Farmers’ agitations have broken out in this land of toil and tolerance over irrigation water, low minimum support price for crops and increase in power tariff. The decline in livelihood opportunities confronts the youth who have rested their hopes on institutions such as Bikaner Technical University.
Surendra Prajapati, owner of the “Nakshatra” brand of Bikaneri Bhujia, which he launched in 2015, says the local manufacturers are still reeling under the impact of demonetisation and the GST, though the product was given the Geographical Indication tag in 2010.
The supporters of Mr. Kalla, a former Pradesh Congress Committee president who has been active in public life for four decades, had accused Leader of the Opposition in the Assembly Rameshwar Dudi of disturbing the equations in all constituencies to secure his Nokha seat.
A section of party workers alleged that Kanhaiya Lal Jhanwar, who was defeated by Mr. Dudi in 2013, was brought to the Congress fold at Mr. Dudi’s behest and fielded from Bikaner East.
Protests erupted over the weekend in the seats where the “unexpected candidates” were brought in despite the need to give a tough fight to the ruling BJP. Congress workers staged a demonstration, burnt tyres on roads and blocked the railway track in Bikaner West to protest against the candidature of Mr. Gehlot.
After the party shifted Mr. Gehlot and withdrew Mr. Jhanwar’s candidature, an agitated Mr. Dudi announced at a public meeting here that he would not contest the election if the Congress failed to review its decision. Political observers feel that such a reaction by the senior party leader was more in the nature of a “pressure tactic”.
However, former municipal councillor Shyam Tanwar told The Hindu that it was high time the senior Congress leaders gave an opportunity to the second-rung leadership to emerge and let the young generation enter the electoral fray. In his initial round of campaign, Mr. Jhanwar had promised resolution of the long-pending construction of an elevated road near Kote Gate in the heart of the city.
In the BJP camp, veteran Rajput leader and former Minister Devi Singh Bhati, who has retired from active politics, has managed to obtain party ticket for his daughter-in-law Punam Kanwar from his stronghold, Kolayat. Mr. Bhati had opposed the party central leadership’s move to appoint Union Minister of State Gajendra Singh Shekhawat BJP State president.
Two-time MLA Siddhi Kumari, belonging to the erstwhile royal family, is the face of the BJP once again from Bikaner East, though she carries the tag of an “absentee legislator”. According to a report of the Association for Democratic Reforms (ADR), Ms.

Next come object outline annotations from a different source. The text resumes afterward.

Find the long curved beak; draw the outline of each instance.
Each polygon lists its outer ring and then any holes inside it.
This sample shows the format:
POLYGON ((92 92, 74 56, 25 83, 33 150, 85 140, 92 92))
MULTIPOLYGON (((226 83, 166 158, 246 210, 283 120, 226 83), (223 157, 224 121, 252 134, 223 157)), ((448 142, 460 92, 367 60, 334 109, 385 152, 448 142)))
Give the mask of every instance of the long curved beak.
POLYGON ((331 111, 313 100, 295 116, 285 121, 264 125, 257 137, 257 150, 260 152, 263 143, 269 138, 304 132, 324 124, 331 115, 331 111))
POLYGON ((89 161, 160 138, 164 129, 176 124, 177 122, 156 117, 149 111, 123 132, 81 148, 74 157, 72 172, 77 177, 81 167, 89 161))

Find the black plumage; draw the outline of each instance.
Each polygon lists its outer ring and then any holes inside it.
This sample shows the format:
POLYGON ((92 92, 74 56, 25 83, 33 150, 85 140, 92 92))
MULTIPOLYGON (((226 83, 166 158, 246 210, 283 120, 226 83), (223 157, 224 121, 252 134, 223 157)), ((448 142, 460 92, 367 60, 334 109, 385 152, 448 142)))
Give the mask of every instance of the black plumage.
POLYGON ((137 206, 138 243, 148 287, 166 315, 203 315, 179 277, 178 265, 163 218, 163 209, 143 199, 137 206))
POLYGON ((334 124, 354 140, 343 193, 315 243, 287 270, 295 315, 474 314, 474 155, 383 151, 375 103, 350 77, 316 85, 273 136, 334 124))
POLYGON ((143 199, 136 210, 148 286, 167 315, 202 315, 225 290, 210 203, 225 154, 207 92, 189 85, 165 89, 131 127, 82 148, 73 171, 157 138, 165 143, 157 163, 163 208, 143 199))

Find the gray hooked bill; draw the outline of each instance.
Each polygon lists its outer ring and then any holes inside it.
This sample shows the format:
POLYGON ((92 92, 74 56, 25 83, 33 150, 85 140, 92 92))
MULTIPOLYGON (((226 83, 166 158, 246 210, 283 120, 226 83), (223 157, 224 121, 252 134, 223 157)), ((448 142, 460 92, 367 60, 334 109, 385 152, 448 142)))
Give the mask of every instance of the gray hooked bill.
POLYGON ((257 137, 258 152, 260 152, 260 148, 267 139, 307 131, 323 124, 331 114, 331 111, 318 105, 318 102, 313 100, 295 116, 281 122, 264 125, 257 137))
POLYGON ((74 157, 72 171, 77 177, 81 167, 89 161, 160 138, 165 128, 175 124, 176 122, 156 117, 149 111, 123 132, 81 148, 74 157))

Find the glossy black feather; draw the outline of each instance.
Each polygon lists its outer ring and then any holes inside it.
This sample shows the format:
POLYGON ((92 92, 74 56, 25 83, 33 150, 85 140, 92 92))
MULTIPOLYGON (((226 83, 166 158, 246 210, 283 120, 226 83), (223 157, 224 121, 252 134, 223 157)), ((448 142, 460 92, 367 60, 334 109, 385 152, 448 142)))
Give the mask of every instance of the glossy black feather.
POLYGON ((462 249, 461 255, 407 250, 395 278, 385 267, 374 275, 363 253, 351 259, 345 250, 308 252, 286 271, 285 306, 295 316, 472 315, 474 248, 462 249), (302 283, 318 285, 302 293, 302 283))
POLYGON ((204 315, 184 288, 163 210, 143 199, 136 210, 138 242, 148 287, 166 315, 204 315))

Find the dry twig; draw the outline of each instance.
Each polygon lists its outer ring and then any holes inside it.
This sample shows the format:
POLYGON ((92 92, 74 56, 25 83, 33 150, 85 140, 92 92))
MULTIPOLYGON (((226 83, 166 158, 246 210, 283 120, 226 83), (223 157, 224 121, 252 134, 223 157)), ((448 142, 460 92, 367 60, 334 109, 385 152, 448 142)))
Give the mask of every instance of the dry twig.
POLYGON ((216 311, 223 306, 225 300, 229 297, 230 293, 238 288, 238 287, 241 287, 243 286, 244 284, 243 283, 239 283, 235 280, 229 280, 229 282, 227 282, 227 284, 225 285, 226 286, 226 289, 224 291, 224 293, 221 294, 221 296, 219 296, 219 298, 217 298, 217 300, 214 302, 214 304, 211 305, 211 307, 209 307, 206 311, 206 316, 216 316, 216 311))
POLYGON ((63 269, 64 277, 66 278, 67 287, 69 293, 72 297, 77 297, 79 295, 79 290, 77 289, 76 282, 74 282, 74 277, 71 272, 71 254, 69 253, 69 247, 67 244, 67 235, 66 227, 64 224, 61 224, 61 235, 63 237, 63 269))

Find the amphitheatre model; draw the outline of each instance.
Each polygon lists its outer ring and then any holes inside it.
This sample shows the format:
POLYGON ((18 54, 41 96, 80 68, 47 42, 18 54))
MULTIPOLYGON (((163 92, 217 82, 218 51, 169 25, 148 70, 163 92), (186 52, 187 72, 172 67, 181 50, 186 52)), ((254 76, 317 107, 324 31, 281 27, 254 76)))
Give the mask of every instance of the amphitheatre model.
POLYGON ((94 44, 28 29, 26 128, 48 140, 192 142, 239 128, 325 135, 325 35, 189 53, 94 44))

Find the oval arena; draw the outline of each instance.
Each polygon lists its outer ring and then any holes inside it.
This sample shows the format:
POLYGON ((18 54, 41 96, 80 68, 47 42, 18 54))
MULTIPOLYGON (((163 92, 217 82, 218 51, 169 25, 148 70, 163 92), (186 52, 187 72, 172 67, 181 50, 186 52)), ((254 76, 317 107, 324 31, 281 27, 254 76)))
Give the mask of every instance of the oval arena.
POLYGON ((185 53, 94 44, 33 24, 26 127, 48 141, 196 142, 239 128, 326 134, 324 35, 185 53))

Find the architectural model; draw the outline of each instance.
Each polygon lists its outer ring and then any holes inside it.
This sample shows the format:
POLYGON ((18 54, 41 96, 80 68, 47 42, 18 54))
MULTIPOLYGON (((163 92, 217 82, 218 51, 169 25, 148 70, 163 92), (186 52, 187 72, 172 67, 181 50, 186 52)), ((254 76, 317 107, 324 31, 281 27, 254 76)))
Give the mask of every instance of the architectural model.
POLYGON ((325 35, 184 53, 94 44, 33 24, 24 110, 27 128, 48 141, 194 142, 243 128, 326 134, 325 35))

Kumari attended only 18 of the 139 sittings of the Assembly since 2013 and asked 11 questions. The BJP workers are also making preparations for a grand roadshow of party president Amit Shah in the city on Wednesday, when he will land at the Nal airport here.
Anees Akhtar, social activist, recalls that even during the so-called wave in 2013 when the BJP received a historic mandate, the party lost three of the seven constituencies.
The Bahujan Samaj Party is testing the waters in Bikaner district by astutely trying for a Dalit-Muslim alliance, wherever possible. Rafiq Shah, BSP candidate from Bikaner East, an erstwhile Congress leader and sarpanch of Jamsar village, says the “arrogance” of the Congress and its leaders’ attitude of ignoring the weaker sections after coming to power had made the party unpopular.